Dès l’arrivée au manoir le melting-pot de références parasite donc aussi le récit, provoquant l'ennui poli puis le franc agacement sur la dernière partie grand guignol expédiée. Jessica Chastain survoltée et Tom Hiddleston en amoureux tragiques amènent un peu de vie malgré les clichés que véhiculent leur personnages (car restant en surface de ce lien scandaleux Del Toro ayant toujours été timoré dans le registre sensuel pourtant essentiel au récit gothique) tandis que  Mia Wasikowska ne dépasse jamais celui de jeune femme en détresse. 

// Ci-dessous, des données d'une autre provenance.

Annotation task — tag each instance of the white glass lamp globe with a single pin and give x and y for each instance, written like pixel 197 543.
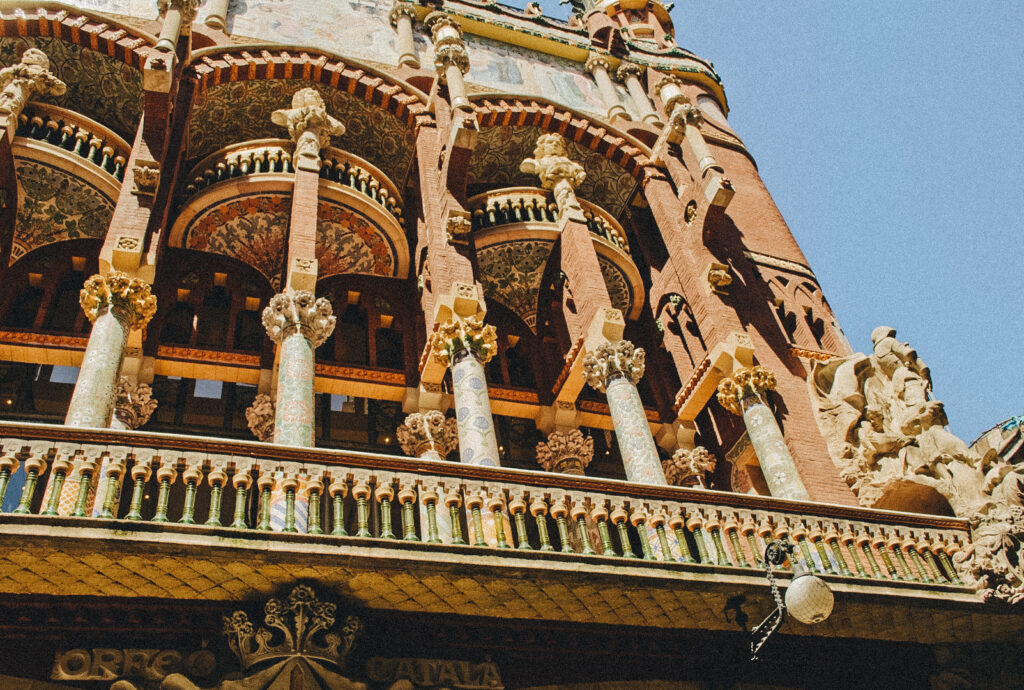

Malgré le brio de la mise en scène (et de vraies belles idées comme ce manoir reposant sur une mine d’argile rouge) c'est vraiment une coquille vide où Del Toro n'amène sa personnalité que par un apparat superficiel. Il rate ainsi tout ce qu'avait réussi Alejandro Amenabar avec Les Autres (2001) bien plus équilibré, à la vraie montée en puissance horrifique (quand au bout de 5 minutes Del Toro en a déjà étalé partout en vain avec ces fantômes inutiles à l’intrigue et dont la présence aurait gagnée à être plus ambiguë) et bien plus subtil dans son côté référencé (la seule force émotionnelle de l'histoire faisait marcher un twist venant pourtant juste après Sixième Sens) qui lui faisait égaler les grands classiques du genre. Là malheureusement comme dans Pacific Rim Del Toro semble s'amuser tout seul avec ses jouets, laissant le spectateur à l’écart.